Social media information is also gathered during undercover operations related to criminal investigations, during which agents are permitted to “friend” individuals on social media sites and collect any information they come across as a result. 9 In addition, HSI agents gain access to social media information through other investigatory activities — namely vetting and overstay enforcement initiatives and extractions of data from electronic devices obtained during border searches and investigations — which are discussed in the next sections.

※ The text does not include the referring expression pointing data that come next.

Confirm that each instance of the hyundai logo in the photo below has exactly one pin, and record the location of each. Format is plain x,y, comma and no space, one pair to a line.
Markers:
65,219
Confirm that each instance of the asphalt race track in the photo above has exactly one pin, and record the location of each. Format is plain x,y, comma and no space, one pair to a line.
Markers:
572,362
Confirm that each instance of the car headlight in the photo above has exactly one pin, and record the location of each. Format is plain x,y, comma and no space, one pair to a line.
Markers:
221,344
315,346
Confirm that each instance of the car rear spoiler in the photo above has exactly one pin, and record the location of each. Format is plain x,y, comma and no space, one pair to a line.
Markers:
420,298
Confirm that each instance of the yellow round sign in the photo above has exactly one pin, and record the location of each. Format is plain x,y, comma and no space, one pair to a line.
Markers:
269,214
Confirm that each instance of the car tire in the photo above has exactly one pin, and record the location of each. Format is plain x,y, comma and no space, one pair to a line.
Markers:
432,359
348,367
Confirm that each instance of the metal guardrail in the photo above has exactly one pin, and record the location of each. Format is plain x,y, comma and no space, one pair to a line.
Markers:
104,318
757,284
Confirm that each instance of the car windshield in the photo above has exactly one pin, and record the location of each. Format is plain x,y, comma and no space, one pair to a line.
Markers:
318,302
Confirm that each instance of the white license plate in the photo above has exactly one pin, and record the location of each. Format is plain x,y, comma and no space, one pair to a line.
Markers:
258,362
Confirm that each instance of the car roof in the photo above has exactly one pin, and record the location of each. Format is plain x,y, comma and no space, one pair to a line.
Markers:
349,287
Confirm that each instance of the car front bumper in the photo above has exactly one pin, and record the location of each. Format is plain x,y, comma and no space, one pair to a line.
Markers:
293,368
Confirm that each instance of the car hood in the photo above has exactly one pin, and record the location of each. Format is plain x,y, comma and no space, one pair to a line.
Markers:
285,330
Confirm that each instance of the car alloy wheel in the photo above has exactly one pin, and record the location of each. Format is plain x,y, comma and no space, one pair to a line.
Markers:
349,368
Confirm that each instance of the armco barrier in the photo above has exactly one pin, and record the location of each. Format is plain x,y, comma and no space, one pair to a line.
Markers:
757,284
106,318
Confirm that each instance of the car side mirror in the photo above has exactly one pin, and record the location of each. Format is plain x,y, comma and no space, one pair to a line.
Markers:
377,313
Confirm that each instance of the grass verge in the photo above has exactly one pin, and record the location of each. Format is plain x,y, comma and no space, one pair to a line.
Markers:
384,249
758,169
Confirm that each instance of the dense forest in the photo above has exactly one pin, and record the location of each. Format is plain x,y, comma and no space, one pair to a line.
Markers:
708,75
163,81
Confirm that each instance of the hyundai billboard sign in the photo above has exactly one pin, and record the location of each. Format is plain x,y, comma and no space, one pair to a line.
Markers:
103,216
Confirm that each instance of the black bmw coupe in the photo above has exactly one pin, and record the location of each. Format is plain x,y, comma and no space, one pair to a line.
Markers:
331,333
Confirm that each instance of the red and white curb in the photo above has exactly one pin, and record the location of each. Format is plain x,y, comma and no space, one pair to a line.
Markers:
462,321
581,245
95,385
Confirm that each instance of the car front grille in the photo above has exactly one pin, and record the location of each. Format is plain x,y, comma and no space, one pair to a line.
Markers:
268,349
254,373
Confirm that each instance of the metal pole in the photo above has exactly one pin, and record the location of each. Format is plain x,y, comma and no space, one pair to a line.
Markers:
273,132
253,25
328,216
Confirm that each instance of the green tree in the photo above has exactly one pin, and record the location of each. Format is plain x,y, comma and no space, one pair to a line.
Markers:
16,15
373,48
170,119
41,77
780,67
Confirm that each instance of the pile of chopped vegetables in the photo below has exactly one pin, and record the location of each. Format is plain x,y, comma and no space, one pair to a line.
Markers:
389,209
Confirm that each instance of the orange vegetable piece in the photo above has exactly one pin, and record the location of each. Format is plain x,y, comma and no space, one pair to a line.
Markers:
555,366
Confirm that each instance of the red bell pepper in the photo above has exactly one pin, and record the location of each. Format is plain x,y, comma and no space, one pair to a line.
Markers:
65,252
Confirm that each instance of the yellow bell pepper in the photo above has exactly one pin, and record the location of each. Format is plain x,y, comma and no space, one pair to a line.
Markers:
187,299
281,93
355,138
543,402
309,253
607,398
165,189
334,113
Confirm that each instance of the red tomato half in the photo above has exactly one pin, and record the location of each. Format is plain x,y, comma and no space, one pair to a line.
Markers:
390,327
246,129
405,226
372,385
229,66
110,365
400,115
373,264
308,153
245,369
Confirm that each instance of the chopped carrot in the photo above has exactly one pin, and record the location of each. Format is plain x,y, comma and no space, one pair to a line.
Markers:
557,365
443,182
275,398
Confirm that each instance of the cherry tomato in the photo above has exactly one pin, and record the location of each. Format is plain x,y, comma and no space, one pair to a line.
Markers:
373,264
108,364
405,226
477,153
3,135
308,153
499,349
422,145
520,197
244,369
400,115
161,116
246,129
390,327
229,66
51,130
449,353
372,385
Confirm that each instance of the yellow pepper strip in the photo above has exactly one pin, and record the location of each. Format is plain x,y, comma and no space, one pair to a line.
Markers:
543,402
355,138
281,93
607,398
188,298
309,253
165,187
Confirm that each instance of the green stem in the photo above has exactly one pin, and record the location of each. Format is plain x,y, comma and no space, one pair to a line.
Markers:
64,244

The Investigative Case Management (ICM) system is the primary database that stores information collected by ICE during criminal and civil investigations. 10 ICE agents can use ICM to automatically query a plethora of internal and external systems, as well as to manually search various pools of data and copy and upload the results; the information ICE can query includes results from CBP’s Automated Targeting System (ATS), which contains social media information from a number of sources. 11 ICM data is disseminated within DHS and shared broadly with outside agencies. 12 In addition to wide authority to share information through formal channels with state, local, and federal law enforcement agencies, ICE agents are known to share information informally with individual state or local law enforcement officers. 13 In addition, ICM records that pertain to individuals, or “subject records,” are shared via the Law Enforcement Information Sharing (LEIS) Service, a web-based data exchange platform that allows partner law enforcement agencies to access DHS systems, including but not limited to ICM and TECS, CBP’s primary law enforcement system. 14

ICM was developed by the private data mining company Palantir. 15 According to contract notices, Palantir currently has a contract for work relating to ICM that has so far totaled $51.6 million. 16 Though Palantir’s 2014 proposal for ICM described the system as intended for use by ICE’s investigative branch, HSI, in 2016 DHS disclosed that it is also used by ICE’s deportation branch, ERO, to obtain information “to support its civil immigration enforcement cases.” 17

ICE has also invested in other software systems to enable it to analyze information from social media. For example, in June 2018, it was reported that ICE had signed a $2.4 million contract with Pen-Link, 18 a company offering software to law enforcement that can collect and analyze “massive amounts of social media and internet communications data.” 19 One of the services included in the Pen-Link contract with ICE is Pen-Link X-Net, 20 which collects and analyzes large quantities of internet-based communications data, from an “extensive, ever-growing list of providers,” including social media platforms. 21 Such sweeping collection and analysis is likely to scoop up swaths of irrelevant and unreliable information and risks misinterpreting innocuous connections and patterns as illicit activity.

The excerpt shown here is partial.